Jihad for Oil by Daveed Gartenstein-Ross
The Bear on Aug 16 2008 at 8:26 am | Filed under: Energy Policy, National Defense
OIL DEPENDENCE IS America’s Achilles’ heel in the battle against terrorism–a fact that has not escaped the terrorists. Osama bin Laden and others have declared the oil supply a top target, and subsequent plots demonstrate that the desire to disrupt world energy markets is more than mere rhetoric. This significant weakness should factor heavily in current political debates about alternatives to oil.
When bin Laden dramatically addressed the United States in a video released on the eve of the 2004 elections, he boasted of his “bleed-until-bankruptcy” plan for defeating America. His focus on the economy is a primary reason that the terrorist leader reversed his original pledge to keep oil off limits as a military target.
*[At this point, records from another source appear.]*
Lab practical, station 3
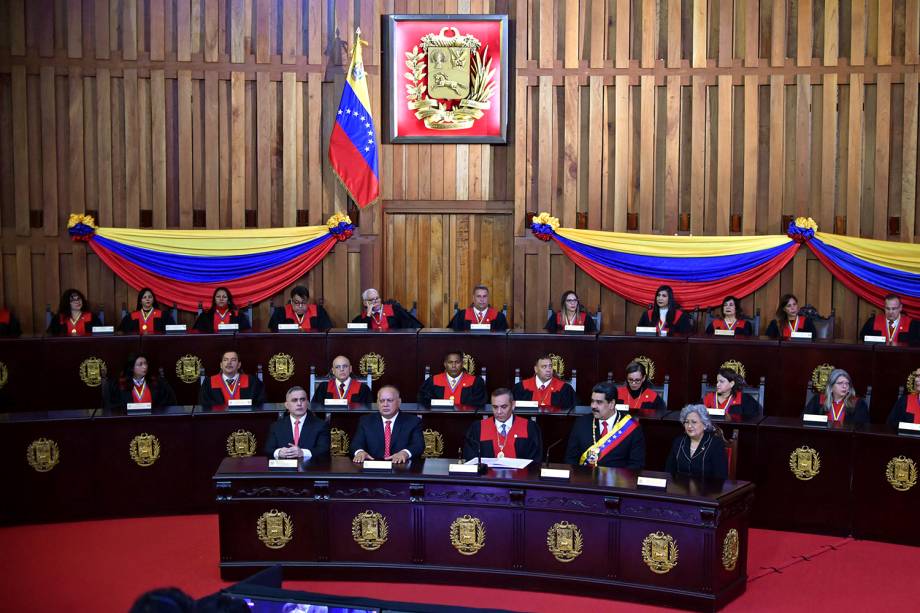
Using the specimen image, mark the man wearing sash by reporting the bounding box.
[268,285,333,332]
[417,351,487,408]
[447,285,509,331]
[512,355,575,411]
[264,386,330,461]
[859,294,918,347]
[564,382,645,469]
[311,355,372,404]
[351,288,423,330]
[199,350,266,410]
[462,388,543,461]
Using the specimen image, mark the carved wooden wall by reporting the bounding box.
[0,1,917,340]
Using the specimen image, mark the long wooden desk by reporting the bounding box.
[214,456,754,610]
[2,332,915,423]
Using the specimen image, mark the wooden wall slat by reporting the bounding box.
[795,74,812,211]
[878,0,893,65]
[715,74,732,235]
[230,71,245,228]
[150,69,167,228]
[587,75,603,230]
[667,0,681,68]
[771,0,786,66]
[589,0,605,68]
[177,0,191,61]
[902,71,918,241]
[67,0,83,58]
[824,0,839,66]
[663,75,679,234]
[615,0,630,69]
[178,70,193,228]
[641,0,656,69]
[690,76,705,234]
[613,75,629,232]
[562,75,578,228]
[717,0,732,68]
[256,71,271,227]
[851,0,866,66]
[11,66,29,236]
[282,71,296,226]
[846,73,864,236]
[797,0,813,66]
[907,0,919,64]
[874,72,892,239]
[744,0,759,67]
[9,0,25,56]
[742,73,758,234]
[537,75,552,214]
[96,67,113,226]
[638,75,655,233]
[820,73,838,231]
[68,68,87,215]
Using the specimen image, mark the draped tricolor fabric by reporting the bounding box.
[68,213,354,311]
[531,213,920,317]
[329,29,380,208]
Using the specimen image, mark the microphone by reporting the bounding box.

In his 1996 declaration of war against America, bin Laden said that oil was not part of the battle because it was “a large economical power essential for the soon to be established Islamic state,” but in a December 2004 audiotape he reversed this promise. Declaring Western countries’ purchase of oil at then-market prices “the greatest theft in history,” he stated: “Focus your operations on it [oil production], especially in Iraq and the Gulf area, since this [lack of oil] will cause them to die off [on their own].”
Bin Laden’s deputy Ayman al-Zawahiri called for al-Qaeda fighters to “concentrate their campaigns on the stolen oil of the Muslims” in a December 2005 video. Likewise, Sawt al-Jihad, the online magazine of al-Qaeda in the Arabian Peninsula, claimed in February 2007 that cutting the U.S.’s oil supplies “would contribute to the ending of the American occupation of Iraq and Afghanistan.”